Photo courtesy of Dennis Boateng.

Early Tuesday morning, Toronto teacher Abshir Hassan was shot near his apartment; he was out to move his car and avoid a parking ticket. Police say it was a case of mistaken identity—a hit gone wrong. His friend Rima Berns-McGown wrote this tribute to Hassan, and raises some important questions about the assumptions we can bring to such situations—focusing on the neighbourhood where a shooting took place or the racial identity of its victims—and how we can do better at responding to them.

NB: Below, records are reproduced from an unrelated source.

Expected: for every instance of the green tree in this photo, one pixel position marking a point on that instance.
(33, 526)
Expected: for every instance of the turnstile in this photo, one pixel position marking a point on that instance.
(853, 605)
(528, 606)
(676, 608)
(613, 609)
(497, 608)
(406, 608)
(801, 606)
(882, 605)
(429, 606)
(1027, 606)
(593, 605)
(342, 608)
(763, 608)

I am so heartbroken. A few months ago I received an email from a young man whom I didn’t know, but who had read my work. He was working on a research project of his own, and he wanted to know if I would be willing to meet with him to talk it over. We had friends in common. We had a warm email exchange and we met in person in May. He was one of the young, brilliant, critical thinkers—a second-generation Somali youth—who are now doing smart research that is both enlightening and beginning to make enormous change. We had a short but powerful conversation and I was so excited to have met him, and was looking forward to a lifetime of conversations about getting to social justice, and activist research.

Abshir Hassan died Monday night, gunned down at close range in Lawrence Heights.

He was a good, caring person: a teacher and a student, working hard to fix everything that needs to be fixed.

If there is any part of you that thinks all Somali youth who get shot are gang- or drug-involved, send that part packing—now.

Please understand that the conditions that have created a world in which someone like Abshir Hassan is murdered are conditions that we have all helped to create, and that we all need to play a part in fixing—especially if you are an employer, a journalist, a teacher, a policeman, or a politician. Especially if you are white and have power or influence of any kind.

Please try to understand what racist power structures do to young black men, and how even the ones who have done everything they were supposed to do—who have followed all the rules, who have been successful—are still not safe.

Please honour Abshir’s memory by digging deeper, thinking more, and making your mind up to push against the grain wherever you can. Hire a Somali teen. Challenge the police to stop carding. Refuse to buy into racist, sensationalist journalism. Don’t buy the Rob and Doug Ford tripe.

Understand that resilient young Somali men and women will change their world and ours for the better. They could use your support, and they don’t deserve your ignorance.

Abshir Hassan, rest in peace, rest in power.

Inna lillahi wa inna ilayhi raji’un
إِنَّا لِلّهِ وَإِنَّـا إِلَيْهِ رَاجِعونَ

Rima Berns-McGown is a professor of diaspora studies at the University of Toronto and the past president of the Couchiching Institute on Public Affairs.